Les bruyantes assemblées, l'épique déboutonnage, les croustilleux ou tonitruants propos, alors, à l'»herberge» habituelle! Tudieu! ces rudes chefs de corporation, ces baes à peine mieux équarris que leurs subalternes, en lâchent de carabinées qui renverseraient, comme ils en conviennent eux-mêmes, un paysan de son cheval! Il fait beau les voir se nettoyer la bouche d'une gorgée en conséquence, après une gaillardise énorme entre toutes qui les fait se trémousser sur leurs escabeaux et communiquer à la table, à l'armée des demi-litres et aux carreaux des fenêtres une trépidation comparable à celle que provoquent pendant le jour les cahotements sur le pavé d'un de leurs formidables attelages.
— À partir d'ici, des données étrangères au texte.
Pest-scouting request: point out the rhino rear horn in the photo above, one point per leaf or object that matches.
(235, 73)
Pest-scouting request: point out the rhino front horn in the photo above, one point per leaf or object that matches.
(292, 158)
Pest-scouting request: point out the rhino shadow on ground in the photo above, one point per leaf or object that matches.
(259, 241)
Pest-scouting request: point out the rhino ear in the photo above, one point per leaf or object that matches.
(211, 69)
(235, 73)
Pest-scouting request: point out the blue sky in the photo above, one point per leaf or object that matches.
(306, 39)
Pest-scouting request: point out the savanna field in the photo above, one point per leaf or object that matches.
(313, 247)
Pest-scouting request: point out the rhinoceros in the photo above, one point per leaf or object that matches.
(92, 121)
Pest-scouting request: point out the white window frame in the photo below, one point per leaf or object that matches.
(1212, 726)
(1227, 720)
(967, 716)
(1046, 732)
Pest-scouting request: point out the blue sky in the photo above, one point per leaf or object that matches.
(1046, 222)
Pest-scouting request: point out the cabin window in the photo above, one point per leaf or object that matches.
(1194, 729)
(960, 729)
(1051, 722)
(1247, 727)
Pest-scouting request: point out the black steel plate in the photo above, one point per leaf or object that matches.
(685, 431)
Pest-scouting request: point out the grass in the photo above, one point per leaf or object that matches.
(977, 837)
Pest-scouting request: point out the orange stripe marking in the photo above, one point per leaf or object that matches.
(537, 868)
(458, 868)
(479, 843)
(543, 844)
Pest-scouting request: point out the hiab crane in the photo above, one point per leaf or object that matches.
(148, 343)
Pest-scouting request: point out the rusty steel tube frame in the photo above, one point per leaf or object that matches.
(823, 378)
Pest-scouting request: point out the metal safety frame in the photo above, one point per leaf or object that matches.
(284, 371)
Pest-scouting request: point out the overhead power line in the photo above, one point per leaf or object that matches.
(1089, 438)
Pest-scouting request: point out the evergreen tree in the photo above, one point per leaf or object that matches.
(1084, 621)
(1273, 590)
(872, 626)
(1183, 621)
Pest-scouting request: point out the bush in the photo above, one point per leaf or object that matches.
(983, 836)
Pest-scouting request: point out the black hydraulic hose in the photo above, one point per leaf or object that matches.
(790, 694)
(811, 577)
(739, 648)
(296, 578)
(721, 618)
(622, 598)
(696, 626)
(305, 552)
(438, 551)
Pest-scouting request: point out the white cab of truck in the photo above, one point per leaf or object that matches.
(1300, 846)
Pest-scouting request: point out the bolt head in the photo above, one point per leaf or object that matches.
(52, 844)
Laurent sortait de ces conférences abasourdi, assommé, un peu asphyxié, comme si on l'avait regoulé de forts quartiers de viande ou même exposé comme un jambon à des fumigations prolongées. Et en présence de ces tourmentes d'humeur pléthorique comment taxer d'exagération l'exubérance sanguine et la licence presque animale des coloristes du passé!
En temps de presse, lorsque les salariés à demeure, l'effectif stationnant, aux heures de la reprise du travail, devant les locaux de l'Amérique, ne suffisait pas à l'abondance de la peine, il arriva à Laurent d'accompagner son maître Jan Vingerhout au Coin des Paresseux, le carrefour voisin de la Maison Hanséatique, ainsi appelé parce que s'y tenait la Bourse des chômeurs perpétuels. Bien typiques les scènes d'embauchage et de recrutement auxquelles il assista! La première fois Laurent ne comprenait pas que baes Jan, ayant seulement besoin d'un renfort de cinq hommes, s'était embarrassé d'une vingtaine de ces maroufles, assurément fort valides, même bâtis pour fournir des travaux de géant, mais n'exerçant jamais leur musculature que dans des altercations de pochard et mêlant trop d'alcool à leur sang riche.
— Attendez! lui dit, en riant, le baes, qui connaissait son monde.
Après des transactions saugrenues, les drôles acceptaient enfin le marché et se mettaient en route, mais comme à leur corps défendant et en poussant, chaque fois qu'ils mettaient un pied devant l'autre, des soupirs à fendre l'âme.
Arrivés à une vingtaine de mètres de leur lieu de stationnement, l'un ou l'autre de ces lazzaroni du Nord, s'arrêtait net et déclarait ne plus pouvoir avancer si on ne lui administrait un cordial à base d'alcool.
Vingerhout faisant la sourde oreille, le soiffard se traînait non sans maugréer à sa suite, quitte à formuler la même déclaration quelques pas plus loin. Quoique deux autres recrues eussent appuyé la supplique du camarade par un suggestif claquement de langue et des gestes dignes de Tantale, le recruteur n'entendait pas plus que la première fois.
Au troisième débit de liqueurs, autant dire à la sixième maison, le patient s'avoua vaincu et, avec un juron de désespoir, déserta la compagnie pour s'approcher du zinc plus irrésistible que l'aimant. Ses deux partisans se traîneront jusqu'à l'assommoir suivant, mais là, après une suprême, mais vaine sommation à l'embaucheur, ils reprirent leurs libations au dieu Genièvre.
Laurent commença à comprendre pourquoi Vingerhout avait forcé le contingent.
— Ces trois-là sont des ivrognes et des lendores[4] patentés! lui dit le baes. Je ne les engage plus que par acquit de conscience, persuadé qu'ils me lâcheront à l'un des premiers tournants du quai. Encore ne suis-je pas sûr des autres!